Saturday, December 11, 2010

This Time of Year

There are quite a few reasons that this time of year I think about my favorite movie The Wonderful Wizard of Oz. One reason is it is usually on TV the weekend of Thanksgiving. Another is December 17th, 2005 is when my Gram passed away and she and Gramp bought me a special edition of this movie that year for Christmas They were also a big part of why it was my favorite movie. I got a few things from them in their passings Gramp died March 29th, 2006 one was Gramp's copy of the book copyright 1903. I am looking at getting an Android phone and so Isaac and I were looking at the Kindle app and the free books. Well, I downloaded the book and the intro very much surprises me.

Introduction

Folklore, legends, myths and fairy tales have followed childhood through the ages, for every healthy youngster has a wholesome and instinctive love for stories fantastic, marvelous and manifestly unreal. The winged fairies of Grimm and Andersen have brought more happiness to childish hearts than all other human creations.

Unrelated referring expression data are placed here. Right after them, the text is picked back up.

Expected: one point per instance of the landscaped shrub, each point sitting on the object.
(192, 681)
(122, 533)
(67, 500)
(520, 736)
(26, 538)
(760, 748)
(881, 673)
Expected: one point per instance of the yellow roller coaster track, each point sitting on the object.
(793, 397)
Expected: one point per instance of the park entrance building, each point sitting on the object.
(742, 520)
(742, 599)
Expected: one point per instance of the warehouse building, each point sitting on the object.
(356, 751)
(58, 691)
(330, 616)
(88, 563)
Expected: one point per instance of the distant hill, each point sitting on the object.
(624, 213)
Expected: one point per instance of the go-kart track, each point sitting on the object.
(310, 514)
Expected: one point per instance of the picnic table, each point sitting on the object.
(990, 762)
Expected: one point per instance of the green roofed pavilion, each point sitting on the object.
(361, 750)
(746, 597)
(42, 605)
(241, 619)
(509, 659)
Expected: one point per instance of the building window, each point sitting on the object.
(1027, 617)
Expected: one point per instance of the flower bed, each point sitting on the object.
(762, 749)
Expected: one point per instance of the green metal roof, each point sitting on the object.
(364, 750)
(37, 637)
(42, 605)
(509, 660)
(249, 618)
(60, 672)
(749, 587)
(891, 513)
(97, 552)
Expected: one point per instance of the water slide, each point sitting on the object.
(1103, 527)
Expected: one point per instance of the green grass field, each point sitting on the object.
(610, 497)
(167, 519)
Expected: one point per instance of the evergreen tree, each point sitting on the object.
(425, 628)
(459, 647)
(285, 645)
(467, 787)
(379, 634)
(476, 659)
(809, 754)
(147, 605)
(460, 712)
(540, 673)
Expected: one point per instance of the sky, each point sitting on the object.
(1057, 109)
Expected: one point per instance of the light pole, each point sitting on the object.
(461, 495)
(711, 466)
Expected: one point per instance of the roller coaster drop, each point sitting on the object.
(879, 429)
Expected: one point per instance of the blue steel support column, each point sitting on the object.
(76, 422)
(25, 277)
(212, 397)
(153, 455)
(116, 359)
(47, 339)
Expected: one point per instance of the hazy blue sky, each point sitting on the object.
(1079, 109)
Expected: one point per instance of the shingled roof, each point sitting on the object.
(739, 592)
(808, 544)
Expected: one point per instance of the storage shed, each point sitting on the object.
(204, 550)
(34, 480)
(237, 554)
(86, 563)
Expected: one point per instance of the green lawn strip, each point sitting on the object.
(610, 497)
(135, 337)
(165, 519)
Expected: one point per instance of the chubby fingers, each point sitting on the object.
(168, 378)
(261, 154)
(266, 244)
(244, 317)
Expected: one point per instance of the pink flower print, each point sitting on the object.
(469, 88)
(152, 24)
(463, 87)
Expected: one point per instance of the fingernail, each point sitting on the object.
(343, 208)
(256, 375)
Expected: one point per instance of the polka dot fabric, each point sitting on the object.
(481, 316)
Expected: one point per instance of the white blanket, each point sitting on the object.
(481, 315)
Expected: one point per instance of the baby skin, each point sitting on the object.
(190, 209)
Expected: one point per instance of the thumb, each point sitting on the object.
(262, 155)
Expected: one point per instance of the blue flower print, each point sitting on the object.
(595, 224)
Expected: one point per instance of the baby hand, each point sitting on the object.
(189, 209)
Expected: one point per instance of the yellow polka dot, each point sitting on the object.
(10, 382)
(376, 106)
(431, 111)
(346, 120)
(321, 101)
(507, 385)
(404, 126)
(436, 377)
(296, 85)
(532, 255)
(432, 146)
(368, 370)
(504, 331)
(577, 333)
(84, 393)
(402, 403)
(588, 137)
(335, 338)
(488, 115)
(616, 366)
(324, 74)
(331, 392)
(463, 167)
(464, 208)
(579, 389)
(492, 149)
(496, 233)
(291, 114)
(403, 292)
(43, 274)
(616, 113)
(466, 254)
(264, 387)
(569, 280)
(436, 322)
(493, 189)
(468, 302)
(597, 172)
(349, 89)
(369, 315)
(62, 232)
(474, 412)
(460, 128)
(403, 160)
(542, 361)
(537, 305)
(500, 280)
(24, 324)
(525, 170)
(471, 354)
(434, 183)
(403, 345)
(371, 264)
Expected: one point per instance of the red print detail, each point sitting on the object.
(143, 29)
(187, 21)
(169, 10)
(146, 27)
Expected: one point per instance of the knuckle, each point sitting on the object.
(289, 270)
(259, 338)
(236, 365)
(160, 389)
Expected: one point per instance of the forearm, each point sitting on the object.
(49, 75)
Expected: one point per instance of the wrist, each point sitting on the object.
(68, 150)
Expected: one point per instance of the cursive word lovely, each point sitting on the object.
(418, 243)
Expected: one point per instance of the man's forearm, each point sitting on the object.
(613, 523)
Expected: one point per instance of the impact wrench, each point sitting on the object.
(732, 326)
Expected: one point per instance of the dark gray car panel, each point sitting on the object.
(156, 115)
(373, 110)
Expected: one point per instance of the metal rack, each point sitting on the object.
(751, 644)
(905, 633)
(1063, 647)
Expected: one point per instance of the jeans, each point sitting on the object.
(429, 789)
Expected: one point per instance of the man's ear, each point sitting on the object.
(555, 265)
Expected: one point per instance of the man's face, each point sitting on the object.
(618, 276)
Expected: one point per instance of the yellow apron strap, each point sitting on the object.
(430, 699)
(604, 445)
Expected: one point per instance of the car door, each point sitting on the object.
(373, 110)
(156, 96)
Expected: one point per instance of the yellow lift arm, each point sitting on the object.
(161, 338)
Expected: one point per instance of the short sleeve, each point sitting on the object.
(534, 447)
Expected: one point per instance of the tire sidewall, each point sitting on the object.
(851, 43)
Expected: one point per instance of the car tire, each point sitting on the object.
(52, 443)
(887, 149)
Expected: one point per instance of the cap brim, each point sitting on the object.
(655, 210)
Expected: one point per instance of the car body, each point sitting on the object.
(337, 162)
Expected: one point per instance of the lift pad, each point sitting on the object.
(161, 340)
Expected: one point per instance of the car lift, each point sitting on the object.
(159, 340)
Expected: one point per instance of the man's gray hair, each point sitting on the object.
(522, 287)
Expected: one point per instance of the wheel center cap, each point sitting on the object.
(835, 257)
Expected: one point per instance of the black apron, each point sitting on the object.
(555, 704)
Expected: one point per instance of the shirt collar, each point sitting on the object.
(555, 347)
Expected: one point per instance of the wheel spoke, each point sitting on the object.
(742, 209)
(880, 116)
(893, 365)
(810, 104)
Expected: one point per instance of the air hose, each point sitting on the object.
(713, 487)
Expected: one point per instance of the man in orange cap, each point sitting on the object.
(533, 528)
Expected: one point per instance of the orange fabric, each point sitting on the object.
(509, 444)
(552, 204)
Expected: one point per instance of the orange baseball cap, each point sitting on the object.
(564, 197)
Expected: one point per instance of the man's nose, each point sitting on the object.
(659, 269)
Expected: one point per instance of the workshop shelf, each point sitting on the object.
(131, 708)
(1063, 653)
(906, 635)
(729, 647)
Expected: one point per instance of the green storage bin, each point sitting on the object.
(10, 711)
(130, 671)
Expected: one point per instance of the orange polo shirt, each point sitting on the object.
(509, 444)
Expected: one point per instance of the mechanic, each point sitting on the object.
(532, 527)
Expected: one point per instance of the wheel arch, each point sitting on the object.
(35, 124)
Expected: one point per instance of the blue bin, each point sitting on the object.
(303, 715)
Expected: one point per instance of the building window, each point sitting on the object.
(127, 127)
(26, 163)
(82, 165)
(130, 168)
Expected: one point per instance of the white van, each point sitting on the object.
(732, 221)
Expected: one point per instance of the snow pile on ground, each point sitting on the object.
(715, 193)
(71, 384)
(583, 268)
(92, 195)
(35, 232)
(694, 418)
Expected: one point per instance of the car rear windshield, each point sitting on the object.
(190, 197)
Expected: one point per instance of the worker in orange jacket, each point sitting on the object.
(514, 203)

Yet the old time fairy tale, having served for generations, may now be classed as "historical" in the children's library; for the time has come for a series of newer "wonder tales" in which the stereotyped genie, dwarf and fairy are eliminated, together with all the horrible and blood-curdling incidents devised by their authors to point a fearsome moral to each tale. Modern education includes morality; therefore the modern child seeks only entertainment in its wonder tales and gladly dispenses with all disagreeable incident.

Having this thought in mind, the story of "The Wonderful Wizard of Oz" was written solely to please children of today. It aspires to being a modernized fairy tale, in which the wonderment and joy are retained and the heartaches and nightmares are left out.

L. Frank Baum

Chicago, April, 1900.

I just found it very interesting. Now to go back to reading the story.